Paste a JSON object (not an array — Protobuf needs a root message).

2

Set the root message name (defaults to "Root").

3

The generated .proto schema appears instantly on the right.

4

Copy the schema or download it as a .proto file.

5

Review and refine the generated schema — assign proper field numbers, adjust types, and mark fields optional or required as needed.

Common Use Cases

  • Bootstrapping a Protobuf schema from a JSON API response.
  • Migrating a JSON-based service to a gRPC service.
  • Generating an initial .proto file to discuss with a backend team.
  • Reverse-engineering the structure of an unknown JSON payload.
  • Producing schema documentation for a JSON data exchange.

Example Input and Output

A flat JSON object with mixed scalar types generates a proto3 message with snake_case fields.

JSON input
{
  "userId": 42,
  "name": "Alice",
  "active": true,
  "score": 87.5
}
Generated .proto
syntax = "proto3";

message Root {
  int32 user_id = 1;
  string name = 2;
  bool active = 3;
  double score = 4;
}

Privacy

All conversion happens in your browser. No JSON or schema is sent to a server.

Field numbers in production

In real Protobuf usage, field numbers are part of the wire format and must remain stable forever once a schema is in production. Treat the generated numbers as a starting point and assign deliberate numbers before deploying.

Reserved keywords

If a JSON key matches a Protobuf reserved word (message, enum, service, etc.), the field is renamed to `name_field` to avoid a syntax error.

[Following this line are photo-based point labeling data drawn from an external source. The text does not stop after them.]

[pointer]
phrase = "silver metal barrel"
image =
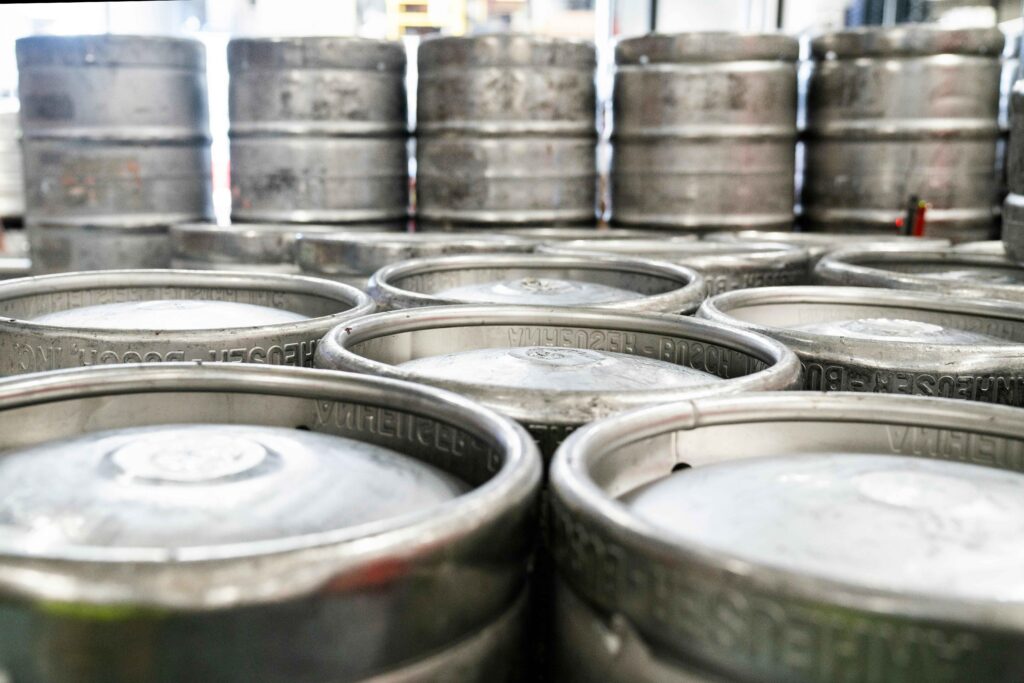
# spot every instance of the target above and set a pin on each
(116, 316)
(888, 341)
(556, 369)
(115, 130)
(790, 537)
(819, 244)
(705, 131)
(318, 129)
(589, 281)
(353, 258)
(263, 247)
(216, 522)
(11, 181)
(952, 273)
(724, 266)
(506, 130)
(899, 113)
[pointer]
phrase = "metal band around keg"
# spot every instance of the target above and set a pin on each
(988, 373)
(670, 289)
(724, 266)
(27, 346)
(905, 270)
(311, 582)
(756, 622)
(376, 344)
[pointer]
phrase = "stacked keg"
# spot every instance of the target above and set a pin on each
(898, 114)
(705, 131)
(317, 130)
(116, 143)
(505, 131)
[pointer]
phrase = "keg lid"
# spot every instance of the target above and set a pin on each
(365, 253)
(544, 281)
(505, 49)
(900, 514)
(709, 46)
(953, 273)
(111, 50)
(315, 52)
(557, 366)
(907, 40)
(174, 486)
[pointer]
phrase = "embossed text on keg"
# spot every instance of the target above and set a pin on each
(1007, 390)
(745, 628)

Frequently Asked Questions

How are integers vs floats decided?
Number.isInteger checks the value: integers within int32 range become int32, larger ones become int64, and anything with a decimal becomes double.
What if a JSON array is empty?
The tool defaults to "repeated string" since it cannot infer the element type. Adjust the type manually in the generated schema.
Are field numbers stable across runs?
Field numbers are assigned in the order fields appear in the JSON. If you reorder fields in the JSON, the field numbers change — review them before sharing the schema with anyone deploying the resulting Protobuf.
Does this support oneof, enum, or map?
No. Those concepts cannot be inferred from a single JSON example. Add them manually after the initial schema is generated.